TECH YOUR SS ROAD TRIP!

One of the great aspects of teaching social studies is that your curriculum is everywhere – historical site, a market, museums, a bank, government buildings, courtrooms .. you name it, it probably has something to do with social studies.  Taking your kids on the road is always a great way to get the social studies to come alive, set the stage for inquiry and discussion, differentiate your curriculum, and offer something new by getting out of the classroom.  How can we make these trips even more engaging and informative?  Go tech!

The typical field trip is often accompanied by worksheets for students to fill out as they visit a museum, science center, or fine arts location. Also, reflection usually takes place after the trip, sometimes when students have already forgot what they’ve seen. Are you looking for ways to innovate on your next field trip, allowing students to be more interactive, integrate technology, ditch the clipboards and paper, and get real-time reflection and feedback? Here’s a couple of ideas to supercharge your next social studies odyssey with your students.

Of course, when integrating technology at any point in education, there needs to be one disclaimer – you need to have access to technology. The ideas below will work with mobile devices and tablets, but for much of it there will need to be cellular connectivity or access to the Internet. Many museums that you visit will have wifi access, but it’s always good to check before you go. Also, you may need a advance reconnaissance trip in order to plan out your awesome new visit. Just a note to remind you!

You probably already know it – Nearpod is a great engager and formative assessment tool in your classroom. However, it also has a lot of power when you take it on the road. You can create a Nearpod presentation that guides students as they proceed through a visit, or you can have them control the slides themselves. You can integrate visual cues of places and items to look for, specific instructions for the visit, and links to additional information that they may want to consult. You can also get feedback from them through Nearpod’s multiple assessment tools and solicit reflections as they travel through a site. The information you collect will be great for debriefing when you get back to school or in a common area at the location. They can even draw something from their experience!

Nearpod trip
Teach led, student paced interfaces for Nearpod

The assessment tools also keep students on their toes and give them some responsibility for their own successful learning experience outside of the classroom – without the clipboard. If you control the slide show, you can also ask questions on the fly – and have the responses collected for later use. Here’s an example from a recent trip to Gettysburg – take a look! (The code to join the student paced presentation is PMGZT – give it a whirl).

 

Looking to crowd source student photos on your trip? There’s a ton of ways to do that with mobile devices. You could have students utilize a social media hashtag for your trip to document the experience from their eyes. You can also have students airdrop you their photos or upload them to a common dropbox or Google Drive folder when they return to school. It takes the camera work off of your shoulders – it certainly helped me in DC last year!

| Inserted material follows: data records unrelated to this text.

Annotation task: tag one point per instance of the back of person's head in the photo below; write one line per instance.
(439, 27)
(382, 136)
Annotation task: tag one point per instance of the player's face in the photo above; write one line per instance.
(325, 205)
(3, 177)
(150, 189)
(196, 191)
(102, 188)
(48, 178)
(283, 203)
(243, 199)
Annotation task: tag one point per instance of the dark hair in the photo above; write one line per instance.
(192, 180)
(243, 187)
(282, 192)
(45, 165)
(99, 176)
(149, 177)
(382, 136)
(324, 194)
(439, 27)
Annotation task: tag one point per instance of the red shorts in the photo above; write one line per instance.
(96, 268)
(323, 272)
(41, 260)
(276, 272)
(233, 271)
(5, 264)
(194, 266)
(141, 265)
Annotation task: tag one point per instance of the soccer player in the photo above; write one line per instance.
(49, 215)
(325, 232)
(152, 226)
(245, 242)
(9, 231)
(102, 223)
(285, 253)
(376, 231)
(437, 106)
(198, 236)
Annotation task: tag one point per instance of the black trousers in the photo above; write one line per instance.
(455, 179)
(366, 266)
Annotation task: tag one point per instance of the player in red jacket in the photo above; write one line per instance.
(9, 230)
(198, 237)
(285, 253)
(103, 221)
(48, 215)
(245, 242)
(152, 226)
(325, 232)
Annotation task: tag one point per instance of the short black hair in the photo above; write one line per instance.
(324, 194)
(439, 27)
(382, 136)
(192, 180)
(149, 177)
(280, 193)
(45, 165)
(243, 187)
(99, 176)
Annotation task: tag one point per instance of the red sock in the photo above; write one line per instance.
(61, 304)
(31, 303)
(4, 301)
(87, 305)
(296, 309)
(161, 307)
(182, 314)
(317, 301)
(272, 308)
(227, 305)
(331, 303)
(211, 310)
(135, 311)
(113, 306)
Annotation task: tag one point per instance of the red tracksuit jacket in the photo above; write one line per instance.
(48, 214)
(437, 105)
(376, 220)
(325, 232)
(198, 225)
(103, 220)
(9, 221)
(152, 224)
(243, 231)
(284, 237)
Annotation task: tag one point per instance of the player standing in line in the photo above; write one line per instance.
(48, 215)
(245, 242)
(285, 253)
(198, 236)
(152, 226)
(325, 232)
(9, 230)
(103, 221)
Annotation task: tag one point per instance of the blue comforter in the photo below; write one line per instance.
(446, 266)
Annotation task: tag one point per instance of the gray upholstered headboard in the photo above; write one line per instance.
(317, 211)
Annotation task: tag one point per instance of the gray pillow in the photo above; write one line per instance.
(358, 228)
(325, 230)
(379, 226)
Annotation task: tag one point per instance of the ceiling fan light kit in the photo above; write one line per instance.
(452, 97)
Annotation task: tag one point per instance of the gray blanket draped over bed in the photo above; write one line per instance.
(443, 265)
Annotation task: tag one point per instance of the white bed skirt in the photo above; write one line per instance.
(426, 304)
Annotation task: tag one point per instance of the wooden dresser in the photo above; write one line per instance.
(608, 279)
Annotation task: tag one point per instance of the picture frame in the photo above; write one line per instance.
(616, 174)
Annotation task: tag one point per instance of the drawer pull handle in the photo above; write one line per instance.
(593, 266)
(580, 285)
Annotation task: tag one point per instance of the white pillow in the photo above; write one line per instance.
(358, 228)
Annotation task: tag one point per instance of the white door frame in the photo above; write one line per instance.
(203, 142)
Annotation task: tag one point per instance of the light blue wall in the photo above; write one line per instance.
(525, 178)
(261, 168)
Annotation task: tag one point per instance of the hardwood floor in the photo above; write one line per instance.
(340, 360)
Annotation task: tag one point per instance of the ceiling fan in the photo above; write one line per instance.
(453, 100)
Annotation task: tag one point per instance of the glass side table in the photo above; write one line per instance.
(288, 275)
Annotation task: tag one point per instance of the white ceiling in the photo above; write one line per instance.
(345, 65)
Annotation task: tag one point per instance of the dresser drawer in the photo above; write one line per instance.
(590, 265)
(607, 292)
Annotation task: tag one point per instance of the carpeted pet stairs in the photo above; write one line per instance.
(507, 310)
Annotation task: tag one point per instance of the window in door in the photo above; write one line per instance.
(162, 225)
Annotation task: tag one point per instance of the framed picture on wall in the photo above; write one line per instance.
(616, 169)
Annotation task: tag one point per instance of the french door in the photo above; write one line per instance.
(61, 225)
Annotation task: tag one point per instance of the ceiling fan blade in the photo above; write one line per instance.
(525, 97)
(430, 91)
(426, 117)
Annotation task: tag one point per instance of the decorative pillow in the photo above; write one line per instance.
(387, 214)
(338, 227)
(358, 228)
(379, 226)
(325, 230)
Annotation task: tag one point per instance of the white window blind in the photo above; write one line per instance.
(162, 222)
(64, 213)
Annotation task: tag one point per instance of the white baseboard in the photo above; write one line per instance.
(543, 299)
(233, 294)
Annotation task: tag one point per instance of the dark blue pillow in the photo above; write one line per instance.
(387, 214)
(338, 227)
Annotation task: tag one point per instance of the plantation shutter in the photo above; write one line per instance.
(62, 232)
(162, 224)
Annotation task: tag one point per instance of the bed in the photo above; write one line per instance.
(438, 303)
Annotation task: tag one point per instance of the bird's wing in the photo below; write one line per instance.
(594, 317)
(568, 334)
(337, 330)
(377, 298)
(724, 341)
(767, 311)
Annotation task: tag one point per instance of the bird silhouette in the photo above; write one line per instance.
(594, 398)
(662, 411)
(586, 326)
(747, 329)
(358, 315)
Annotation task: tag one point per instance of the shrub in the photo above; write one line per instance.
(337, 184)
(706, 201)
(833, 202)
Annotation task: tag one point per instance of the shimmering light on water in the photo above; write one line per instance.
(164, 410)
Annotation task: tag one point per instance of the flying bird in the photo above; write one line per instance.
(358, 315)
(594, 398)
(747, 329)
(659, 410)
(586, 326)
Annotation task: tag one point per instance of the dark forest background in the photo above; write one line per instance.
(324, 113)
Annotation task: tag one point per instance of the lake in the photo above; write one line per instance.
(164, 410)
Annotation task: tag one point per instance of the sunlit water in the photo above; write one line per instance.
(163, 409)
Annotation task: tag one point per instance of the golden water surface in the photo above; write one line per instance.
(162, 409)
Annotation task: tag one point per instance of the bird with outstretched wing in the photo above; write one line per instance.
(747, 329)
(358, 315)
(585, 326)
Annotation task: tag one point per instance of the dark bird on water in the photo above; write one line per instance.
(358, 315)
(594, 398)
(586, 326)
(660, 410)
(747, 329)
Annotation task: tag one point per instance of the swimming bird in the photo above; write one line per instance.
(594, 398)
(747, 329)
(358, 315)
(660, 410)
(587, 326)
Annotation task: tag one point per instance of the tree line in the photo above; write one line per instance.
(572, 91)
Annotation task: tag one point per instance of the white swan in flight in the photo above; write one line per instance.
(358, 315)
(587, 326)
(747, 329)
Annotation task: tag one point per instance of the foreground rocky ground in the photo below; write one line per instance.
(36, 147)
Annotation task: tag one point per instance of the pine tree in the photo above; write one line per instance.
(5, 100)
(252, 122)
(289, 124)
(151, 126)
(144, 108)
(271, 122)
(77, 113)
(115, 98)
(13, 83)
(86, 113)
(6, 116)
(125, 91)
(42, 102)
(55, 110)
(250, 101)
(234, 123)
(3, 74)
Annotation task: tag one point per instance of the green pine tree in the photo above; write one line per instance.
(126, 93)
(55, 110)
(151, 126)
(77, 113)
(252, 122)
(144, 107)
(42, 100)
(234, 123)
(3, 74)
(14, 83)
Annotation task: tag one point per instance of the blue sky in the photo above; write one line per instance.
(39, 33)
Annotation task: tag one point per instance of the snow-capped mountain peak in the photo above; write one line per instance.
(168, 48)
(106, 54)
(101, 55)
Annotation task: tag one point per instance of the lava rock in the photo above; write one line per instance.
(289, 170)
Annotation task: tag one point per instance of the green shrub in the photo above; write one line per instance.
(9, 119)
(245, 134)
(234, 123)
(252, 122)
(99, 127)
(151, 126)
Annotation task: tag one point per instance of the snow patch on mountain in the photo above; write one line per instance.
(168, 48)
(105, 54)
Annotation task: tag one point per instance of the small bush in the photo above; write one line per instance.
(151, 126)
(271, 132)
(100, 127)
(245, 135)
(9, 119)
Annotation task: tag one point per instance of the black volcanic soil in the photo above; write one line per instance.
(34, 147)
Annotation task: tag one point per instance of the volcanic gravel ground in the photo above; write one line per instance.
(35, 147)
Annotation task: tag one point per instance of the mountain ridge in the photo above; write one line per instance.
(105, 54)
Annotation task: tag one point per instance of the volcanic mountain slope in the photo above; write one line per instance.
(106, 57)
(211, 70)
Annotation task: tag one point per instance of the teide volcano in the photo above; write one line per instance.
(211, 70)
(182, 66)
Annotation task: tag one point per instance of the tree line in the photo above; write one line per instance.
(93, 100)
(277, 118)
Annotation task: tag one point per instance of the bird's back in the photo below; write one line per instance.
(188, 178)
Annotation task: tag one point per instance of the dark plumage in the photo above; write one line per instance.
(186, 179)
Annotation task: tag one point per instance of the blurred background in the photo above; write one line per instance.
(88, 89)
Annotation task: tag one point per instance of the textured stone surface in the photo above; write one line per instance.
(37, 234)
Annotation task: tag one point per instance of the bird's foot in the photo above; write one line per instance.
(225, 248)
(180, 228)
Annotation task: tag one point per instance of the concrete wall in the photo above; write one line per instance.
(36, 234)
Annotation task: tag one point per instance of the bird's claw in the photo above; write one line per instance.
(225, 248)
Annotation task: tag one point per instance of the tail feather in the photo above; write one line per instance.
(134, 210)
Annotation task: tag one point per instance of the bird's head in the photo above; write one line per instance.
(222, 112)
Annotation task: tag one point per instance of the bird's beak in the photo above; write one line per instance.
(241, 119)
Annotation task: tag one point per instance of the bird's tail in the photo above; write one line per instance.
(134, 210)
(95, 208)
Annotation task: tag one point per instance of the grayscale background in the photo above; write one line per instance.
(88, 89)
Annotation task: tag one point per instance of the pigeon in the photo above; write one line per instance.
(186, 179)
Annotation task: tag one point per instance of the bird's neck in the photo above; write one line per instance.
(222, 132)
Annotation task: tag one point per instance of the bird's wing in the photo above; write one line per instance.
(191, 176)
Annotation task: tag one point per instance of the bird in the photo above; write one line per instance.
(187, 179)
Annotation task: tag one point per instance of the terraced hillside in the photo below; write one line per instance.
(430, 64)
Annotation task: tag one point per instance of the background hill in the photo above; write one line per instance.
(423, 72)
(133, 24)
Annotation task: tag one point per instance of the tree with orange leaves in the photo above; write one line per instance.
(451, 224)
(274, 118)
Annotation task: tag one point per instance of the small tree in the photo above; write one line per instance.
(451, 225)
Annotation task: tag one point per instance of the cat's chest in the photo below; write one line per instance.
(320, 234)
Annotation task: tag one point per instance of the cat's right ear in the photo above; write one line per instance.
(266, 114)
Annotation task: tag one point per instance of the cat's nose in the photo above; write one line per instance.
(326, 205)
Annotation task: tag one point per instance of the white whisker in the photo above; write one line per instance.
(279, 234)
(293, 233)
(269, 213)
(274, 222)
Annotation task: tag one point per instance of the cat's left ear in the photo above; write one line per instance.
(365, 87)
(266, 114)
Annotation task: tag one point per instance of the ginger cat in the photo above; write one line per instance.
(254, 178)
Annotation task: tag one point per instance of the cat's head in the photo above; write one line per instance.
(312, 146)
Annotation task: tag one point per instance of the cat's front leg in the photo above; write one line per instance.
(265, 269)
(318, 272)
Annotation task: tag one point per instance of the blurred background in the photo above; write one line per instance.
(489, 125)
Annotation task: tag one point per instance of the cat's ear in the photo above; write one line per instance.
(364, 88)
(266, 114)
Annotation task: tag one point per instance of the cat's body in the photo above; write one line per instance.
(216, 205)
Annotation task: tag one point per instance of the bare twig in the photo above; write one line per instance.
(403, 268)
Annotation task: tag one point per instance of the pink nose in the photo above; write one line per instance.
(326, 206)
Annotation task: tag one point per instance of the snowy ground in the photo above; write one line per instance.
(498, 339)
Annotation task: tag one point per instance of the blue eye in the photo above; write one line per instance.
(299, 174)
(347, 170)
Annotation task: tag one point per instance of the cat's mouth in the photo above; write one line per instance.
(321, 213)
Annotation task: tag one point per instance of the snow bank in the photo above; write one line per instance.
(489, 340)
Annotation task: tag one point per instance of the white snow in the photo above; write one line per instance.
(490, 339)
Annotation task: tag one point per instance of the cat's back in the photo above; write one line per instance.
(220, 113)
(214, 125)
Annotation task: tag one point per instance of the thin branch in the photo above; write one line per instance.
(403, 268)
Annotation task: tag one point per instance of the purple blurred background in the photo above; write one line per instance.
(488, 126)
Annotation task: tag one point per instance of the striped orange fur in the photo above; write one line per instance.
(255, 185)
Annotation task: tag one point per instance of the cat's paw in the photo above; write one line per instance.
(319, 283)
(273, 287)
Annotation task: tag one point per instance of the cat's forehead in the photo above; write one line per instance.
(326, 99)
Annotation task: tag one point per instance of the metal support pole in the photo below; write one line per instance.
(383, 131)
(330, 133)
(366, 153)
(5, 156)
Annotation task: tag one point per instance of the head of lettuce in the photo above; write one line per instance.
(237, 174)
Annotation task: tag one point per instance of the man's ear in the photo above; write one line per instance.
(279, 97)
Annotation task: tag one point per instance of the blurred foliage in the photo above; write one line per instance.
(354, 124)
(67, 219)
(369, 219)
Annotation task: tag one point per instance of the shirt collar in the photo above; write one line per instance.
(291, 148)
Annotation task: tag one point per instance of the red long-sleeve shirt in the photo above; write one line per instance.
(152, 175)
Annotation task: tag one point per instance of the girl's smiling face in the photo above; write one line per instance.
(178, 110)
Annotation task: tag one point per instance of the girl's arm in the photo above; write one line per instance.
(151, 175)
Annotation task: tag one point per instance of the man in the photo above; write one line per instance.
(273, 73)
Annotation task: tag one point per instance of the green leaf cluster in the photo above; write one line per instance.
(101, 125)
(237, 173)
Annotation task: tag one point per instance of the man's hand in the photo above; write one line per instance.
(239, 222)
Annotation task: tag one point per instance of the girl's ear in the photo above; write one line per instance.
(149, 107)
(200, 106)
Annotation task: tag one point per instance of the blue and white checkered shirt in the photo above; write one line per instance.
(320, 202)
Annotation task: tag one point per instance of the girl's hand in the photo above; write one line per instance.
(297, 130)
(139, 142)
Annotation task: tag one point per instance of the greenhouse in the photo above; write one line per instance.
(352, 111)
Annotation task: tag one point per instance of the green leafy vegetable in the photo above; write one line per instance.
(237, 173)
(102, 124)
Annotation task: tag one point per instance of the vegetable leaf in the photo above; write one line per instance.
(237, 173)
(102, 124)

Another way to solicit feedback and collected in one platform is using Poll Everywhere. Ask students a pointed question about the visit or solicit some general feedback about the trip. Their responses will be collected in one single poll that can be private only for you or can be published for others to see. You can use it as questioning platform or get student reflections from a trip – just a few ideas!

Screen Shot 2017-05-17 at 5.29.33 PM

If you want to record student observations on the trip in real time and have them available for others to hear, try Ipadio. Ipadio is a mobile podcasting platform that allows you to record audio from your cell phone and upload it to a media player. It’s super easy to do … so easy that I sometimes forget to do it! By posting the media player on the classroom website or learning management system, parents and colleagues can follow along on your trip. Combining the audio with images allows visitors to feel like they’re virtually going along on the trip.

You could also experiment with live streaming video platforms. Periscope, Facebook live, and Ustream are all methods of sharing live video to people online. If privacy is a concern, just check your privacy settings and limit the publicity of any link.  You should also check your schools media policy for sharing student images.

IMG_1959Looking to keep kids engaged as they ride a bus to and from your location (or any other time)? If they have mobile devices with cellular connectivity, give Quizziz a whirl. You can create your own that deal with the location that you were visiting, or use it as a time to review class material. It’s also a good way to balance curriculum if you’re taking kids out of a different class in order to see a site in your subject. You can have them play a couple quizzes of the subject are missing. Prizes are always a great motivator, but the simple competition of the quiz usually does the job. Want to try your hand at some Constitutional questions? (If the game is active try 575335 for a code – it may need to be monitored!)

If you are taking a longer journey and want to collect everything in one happy place, a trip website is easy to use, especially if you front load it with essential info, pages, and embedded material.  I have used both Blogger and Weebly to a great deal of success. Parents love keeping up with the group, and it also serves as a chronicle of the trip after the fact.  Here’s our recent tour of DC – great times!

Of course, all of these ideas can be scaled for younger students by giving the instructor more control.  A discussion of positive digital citizenship should proceed any souped up field trip – but you would probably talk about behavior expectations anyway, right? And, you can scale the amount to cater to how much you want your students on screens.  It’s all up to the head traveler.